9.NEVER OWE THE CAR DEALER: Getting a car loan from the very same car dealer you are supposed to buy a car might at first seem ideal. Till I help you take a real closer look at the deal.
To reap more profits car dealers will invariably offer a comfortable EMI with a longer period and at a higher interest rate. Therefore, the best thing to do is to simply select your car, negotiate the price, strike a great bargain and then arrange a loan from a third party or a financial institution. Keep it sweet and simple.
10.MIGHTILY FEAR TRADE IN’S: When you lock in on a good price for your car at a dealership do NOT use your old vehicle as a bargaining chip at the same dealer. If you do your older car will most probably be grossly undervalued and the differential cost that you will have to pay will thereby increase.
With their finely honed acumen dealers are proficient masters at making deals that benefit only them. It is therefore vital that you never take your old car to a dealer with the notion of a trade in. Instead, be comprehensively informed as to the value of your car and sell it feature to feature at the best possible price to a direct party totally unknown to the dealer or his intelligence network.
Scour the Internet or the local markets and maximize the returns from the sale of your own car by arming yourself with the necessary information. Your car and account balance will later thank you for it.
11.PAY OFF LOANS PRONTO!: Listen carefully, trading in or swapping cars with a loan that is yet to be paid off to dealers or buyers who assure you of repayment on your behalf by signing on a simple stamped paper is absolutely forbidden.
The unsurprising reason is that should the dealer or the buyer of the car fail to pay the EMI’s as promised, the only person to get a default notice would be you. And all for a car that is no longer yours anyway!
More, the agreement you signed with the new buyer is not valid in any court of law. This is because when you originally bought the car and signed for it you also signed a sub-clause that expressly forbids you from entering into any kind of sub contract with a third party. In short, you cannot transfer your liability and even if you do you are still entirely liable! Talk about trouble in 3D!
To avoid this incredibly knotty situation in your desperate bid to switch cars, you must waive your loan by getting a No-Objection certificate from the concerned financial institution. Only then do you sell your car. And rest easy as a peach.

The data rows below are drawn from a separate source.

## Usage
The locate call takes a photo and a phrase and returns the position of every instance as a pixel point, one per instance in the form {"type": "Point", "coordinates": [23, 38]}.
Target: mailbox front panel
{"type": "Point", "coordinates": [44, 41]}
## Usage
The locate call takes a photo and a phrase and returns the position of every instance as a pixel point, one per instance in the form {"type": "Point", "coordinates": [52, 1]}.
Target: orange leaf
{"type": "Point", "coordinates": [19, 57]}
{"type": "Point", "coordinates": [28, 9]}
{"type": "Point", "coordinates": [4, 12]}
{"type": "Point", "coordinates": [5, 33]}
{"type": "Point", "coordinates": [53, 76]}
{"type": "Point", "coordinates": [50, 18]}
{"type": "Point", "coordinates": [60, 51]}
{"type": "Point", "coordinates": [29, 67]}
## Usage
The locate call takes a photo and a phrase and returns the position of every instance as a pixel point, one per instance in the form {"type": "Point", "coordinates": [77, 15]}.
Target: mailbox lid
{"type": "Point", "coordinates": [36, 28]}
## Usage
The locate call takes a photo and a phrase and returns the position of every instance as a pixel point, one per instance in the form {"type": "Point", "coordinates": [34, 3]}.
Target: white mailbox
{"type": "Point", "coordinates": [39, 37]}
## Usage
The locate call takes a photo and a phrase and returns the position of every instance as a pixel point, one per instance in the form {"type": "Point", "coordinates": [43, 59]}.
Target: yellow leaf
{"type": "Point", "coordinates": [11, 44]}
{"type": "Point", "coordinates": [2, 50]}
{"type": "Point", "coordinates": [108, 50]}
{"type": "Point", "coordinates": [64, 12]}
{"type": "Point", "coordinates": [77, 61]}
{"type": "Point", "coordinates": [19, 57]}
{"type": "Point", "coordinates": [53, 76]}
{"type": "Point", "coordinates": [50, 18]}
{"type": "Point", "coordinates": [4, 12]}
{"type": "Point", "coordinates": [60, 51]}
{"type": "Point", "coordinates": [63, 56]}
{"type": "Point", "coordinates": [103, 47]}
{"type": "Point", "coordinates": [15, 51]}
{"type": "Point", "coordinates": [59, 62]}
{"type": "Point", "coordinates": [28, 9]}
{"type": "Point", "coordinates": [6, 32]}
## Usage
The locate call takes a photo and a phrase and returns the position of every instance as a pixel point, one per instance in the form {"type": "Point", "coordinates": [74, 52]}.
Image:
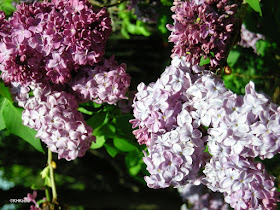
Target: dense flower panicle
{"type": "Point", "coordinates": [54, 115]}
{"type": "Point", "coordinates": [245, 184]}
{"type": "Point", "coordinates": [201, 28]}
{"type": "Point", "coordinates": [249, 39]}
{"type": "Point", "coordinates": [199, 197]}
{"type": "Point", "coordinates": [105, 82]}
{"type": "Point", "coordinates": [170, 115]}
{"type": "Point", "coordinates": [50, 40]}
{"type": "Point", "coordinates": [48, 48]}
{"type": "Point", "coordinates": [174, 158]}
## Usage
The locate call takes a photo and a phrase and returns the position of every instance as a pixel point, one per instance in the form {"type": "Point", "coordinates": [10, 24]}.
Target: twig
{"type": "Point", "coordinates": [54, 199]}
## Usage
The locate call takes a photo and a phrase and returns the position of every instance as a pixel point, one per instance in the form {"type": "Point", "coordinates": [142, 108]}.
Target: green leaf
{"type": "Point", "coordinates": [255, 4]}
{"type": "Point", "coordinates": [106, 130]}
{"type": "Point", "coordinates": [123, 126]}
{"type": "Point", "coordinates": [13, 122]}
{"type": "Point", "coordinates": [123, 144]}
{"type": "Point", "coordinates": [5, 92]}
{"type": "Point", "coordinates": [134, 162]}
{"type": "Point", "coordinates": [134, 170]}
{"type": "Point", "coordinates": [112, 151]}
{"type": "Point", "coordinates": [100, 140]}
{"type": "Point", "coordinates": [261, 46]}
{"type": "Point", "coordinates": [233, 57]}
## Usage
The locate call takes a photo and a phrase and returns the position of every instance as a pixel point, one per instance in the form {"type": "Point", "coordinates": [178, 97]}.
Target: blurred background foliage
{"type": "Point", "coordinates": [110, 175]}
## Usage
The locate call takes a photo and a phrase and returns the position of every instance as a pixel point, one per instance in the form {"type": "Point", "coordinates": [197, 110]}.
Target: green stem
{"type": "Point", "coordinates": [100, 5]}
{"type": "Point", "coordinates": [54, 199]}
{"type": "Point", "coordinates": [47, 194]}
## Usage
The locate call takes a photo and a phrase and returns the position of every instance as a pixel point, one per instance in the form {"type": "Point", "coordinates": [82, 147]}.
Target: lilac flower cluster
{"type": "Point", "coordinates": [245, 184]}
{"type": "Point", "coordinates": [249, 39]}
{"type": "Point", "coordinates": [199, 197]}
{"type": "Point", "coordinates": [54, 50]}
{"type": "Point", "coordinates": [60, 126]}
{"type": "Point", "coordinates": [202, 27]}
{"type": "Point", "coordinates": [171, 115]}
{"type": "Point", "coordinates": [162, 112]}
{"type": "Point", "coordinates": [104, 82]}
{"type": "Point", "coordinates": [50, 41]}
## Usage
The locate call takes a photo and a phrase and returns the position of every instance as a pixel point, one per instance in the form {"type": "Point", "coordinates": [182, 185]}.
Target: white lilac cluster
{"type": "Point", "coordinates": [245, 183]}
{"type": "Point", "coordinates": [164, 116]}
{"type": "Point", "coordinates": [199, 197]}
{"type": "Point", "coordinates": [171, 115]}
{"type": "Point", "coordinates": [107, 82]}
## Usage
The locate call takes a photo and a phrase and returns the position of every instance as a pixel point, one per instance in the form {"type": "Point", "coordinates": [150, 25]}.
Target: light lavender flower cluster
{"type": "Point", "coordinates": [60, 126]}
{"type": "Point", "coordinates": [200, 197]}
{"type": "Point", "coordinates": [202, 27]}
{"type": "Point", "coordinates": [249, 39]}
{"type": "Point", "coordinates": [163, 114]}
{"type": "Point", "coordinates": [54, 50]}
{"type": "Point", "coordinates": [171, 115]}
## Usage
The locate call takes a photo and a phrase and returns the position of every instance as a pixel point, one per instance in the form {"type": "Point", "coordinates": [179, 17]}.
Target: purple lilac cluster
{"type": "Point", "coordinates": [51, 40]}
{"type": "Point", "coordinates": [202, 27]}
{"type": "Point", "coordinates": [104, 82]}
{"type": "Point", "coordinates": [249, 39]}
{"type": "Point", "coordinates": [200, 197]}
{"type": "Point", "coordinates": [171, 115]}
{"type": "Point", "coordinates": [54, 50]}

Buying a used car can be either a mighty ordeal or a lovely picnic in the park depending on how you go about it. With dealers savagely out for your blood and furiously baying for your money you must always bring your A game to get the best of them. And get to go home in something other than an ancient boneshaker that will malevolently leave burns and calluses on your posterior. And as well vigorously shake your bank account, body and emotions to pieces.
Beware of car dealers and their oh-so-sweet tongues. And whenever you meet them gird your loins and aggressively rev yourself up for the car of all battles.